Intel Arc GPUやRTX20xx以降のNVENCは高画質なうえに高速で、非常に素晴らしいできだと思う。
VCEも、RX550ではあまり速度が出ないものの、RX5500XTは健闘している。7950Xの内蔵GPUはやはり内蔵GPUだけに非力なのかもしれない。
画質比較(HEVC)
次にHEVCを見てみよう。
bitrate-vmaf
縦軸vmafが高いほど画質がよく、横軸ビットレートが小さいほど圧縮できているので、左上にいればいるほど良いことになる。
※凡例の □ をクリックすると、グラフ線のオン/オフができます。
※マウスをグラフの 〇 のところにあてると、値が確認できます。
グラフが表示されない場合はこちら。
HEVCでは、Arc A380が画質ー容量比で一番優れる結果となった。その後、i9 12900K内蔵GPU、RTX20xx以降のNVENCと続く。
IceLake以前(ここでは7700K)のHEVCはかなり微妙な結果だ。
H.264のときと同じく、RDNA2(7950X iGPU)は、RDNA1(RX5500XT)よりも画質ー容量比で特に低ビットレートよりで改善されていて、低ビットレート側では7700Kを上回ることができている。とはいえ、7700KのHEVCもあまりほめられたものではないのだが…。HEVCについても、RDNA3で改善されることを期待したい。
bitrate-ssim
縦軸SSIMが高いほど画質がよく、横軸ビットレートが小さいほど圧縮できているので、左上にいればいるほど良いことになる。
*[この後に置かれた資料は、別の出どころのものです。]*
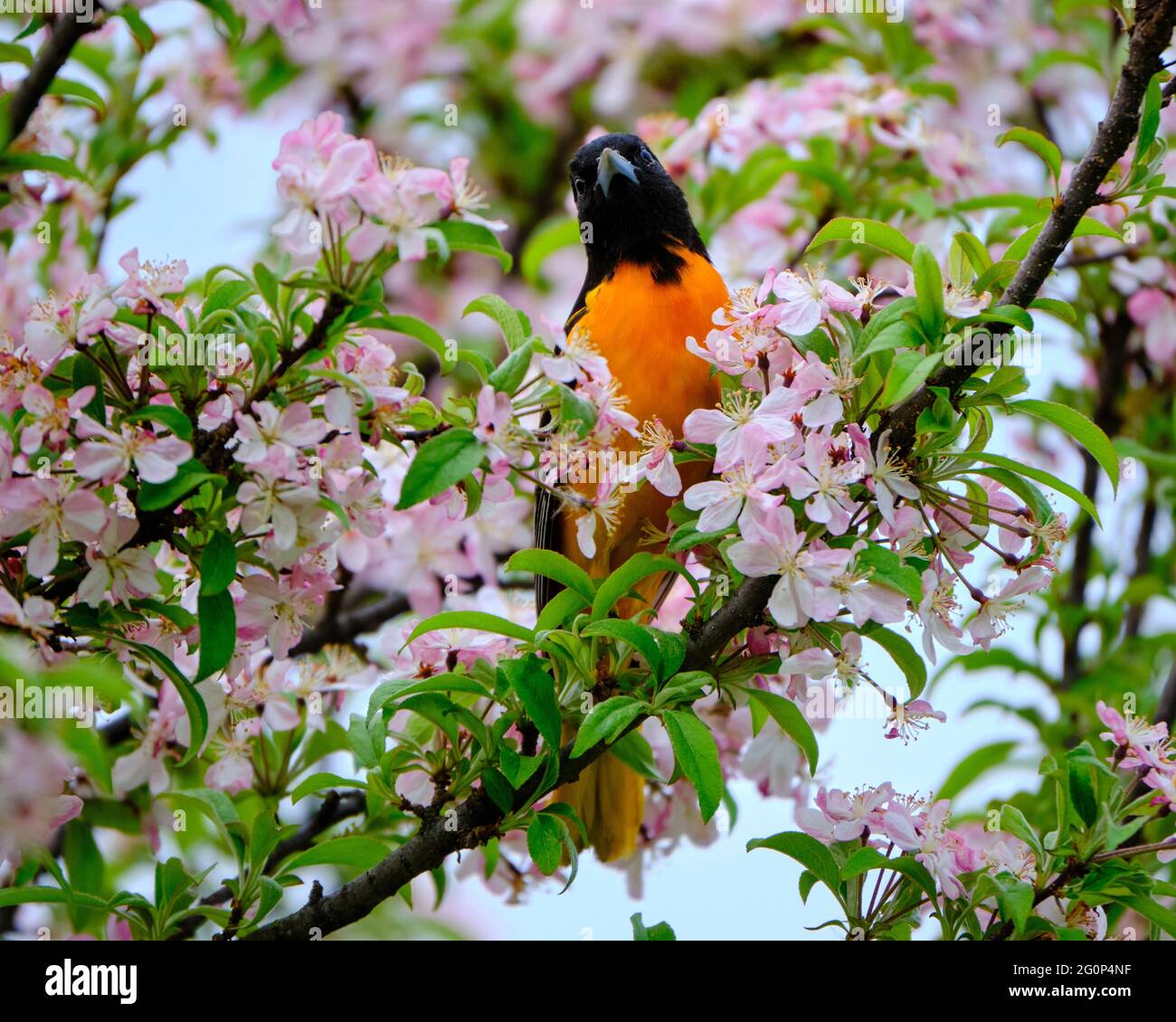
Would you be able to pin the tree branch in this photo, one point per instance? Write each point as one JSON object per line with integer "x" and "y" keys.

※凡例の □ をクリックすると、グラフ線のオン/オフができます。
※マウスをグラフの 〇 のところにあてると、値が確認できます。
グラフが表示されない場合はこちら。
ssimでは、基本的にはvmafとそう大きくは変わらないが、細部では順序が入れかわっていたりする。
bitrate-fps
今度は縦軸をエンコード速度(fps)にとったもの。
※凡例の □ をクリックすると、グラフ線のオン/オフができます。
※マウスをグラフの 〇 のところにあてると、値が確認できます。
グラフが表示されない場合はこちら。
VCEのエンコード速度が暴れてしまっているが、速度が出ればVBRモードではかなり速度が出るようだ。
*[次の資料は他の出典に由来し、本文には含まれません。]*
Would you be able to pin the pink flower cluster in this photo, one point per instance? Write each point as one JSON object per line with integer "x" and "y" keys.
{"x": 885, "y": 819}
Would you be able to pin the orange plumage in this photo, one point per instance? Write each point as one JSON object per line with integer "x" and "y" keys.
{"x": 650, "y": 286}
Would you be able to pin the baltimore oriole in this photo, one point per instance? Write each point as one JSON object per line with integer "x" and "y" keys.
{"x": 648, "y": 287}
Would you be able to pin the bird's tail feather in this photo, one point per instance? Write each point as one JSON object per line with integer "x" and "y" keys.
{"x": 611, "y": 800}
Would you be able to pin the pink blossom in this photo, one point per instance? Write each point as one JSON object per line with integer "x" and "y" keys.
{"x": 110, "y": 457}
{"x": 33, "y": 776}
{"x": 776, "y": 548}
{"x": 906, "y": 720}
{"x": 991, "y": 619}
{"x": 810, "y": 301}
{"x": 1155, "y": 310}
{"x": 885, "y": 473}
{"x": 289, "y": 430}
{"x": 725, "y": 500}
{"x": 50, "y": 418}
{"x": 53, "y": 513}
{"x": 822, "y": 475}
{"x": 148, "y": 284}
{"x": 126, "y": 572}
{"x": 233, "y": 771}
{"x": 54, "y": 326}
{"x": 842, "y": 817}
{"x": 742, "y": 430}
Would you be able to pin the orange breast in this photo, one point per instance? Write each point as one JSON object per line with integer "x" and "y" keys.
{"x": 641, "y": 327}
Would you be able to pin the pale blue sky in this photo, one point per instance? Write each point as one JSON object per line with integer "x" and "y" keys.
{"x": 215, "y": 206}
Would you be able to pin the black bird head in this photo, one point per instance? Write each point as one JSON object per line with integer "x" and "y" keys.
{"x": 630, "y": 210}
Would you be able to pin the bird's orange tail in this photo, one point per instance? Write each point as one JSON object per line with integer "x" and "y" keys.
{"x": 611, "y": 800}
Intel Arc GPUは高画質なうえに高速で、非常に素晴らしいできだと思う。
NVENCに関しては少しずつ高速化しているが、最高画質設定はなかなか重いようだ。
Intelの内蔵GPUのHEVCは高画質な代わりにかなり遅め。もちろん、これも設定次第ではあるのだが…。
まとめ
ということでなかなか大量のデータとなってしまい、見づらいかもしれないが、VBRモードで手持ちのGPUで画質比較を行った。
HWエンコードが少しずつ進化してきている様子も確認できたし、画質ー容量比で相対的にどのくらいの位置にいるのかわかって満足。
さて、そろそろRDNA3発売日となる(どういうわけか日本は12/16だが)。
GPU性能自体も楽しみではあるが、それはさまざまなレビューを見させていただくとして、AV1に対応するとされるRDNA3がどのようなエンコーダを搭載してくるのか、非常に楽しみだ。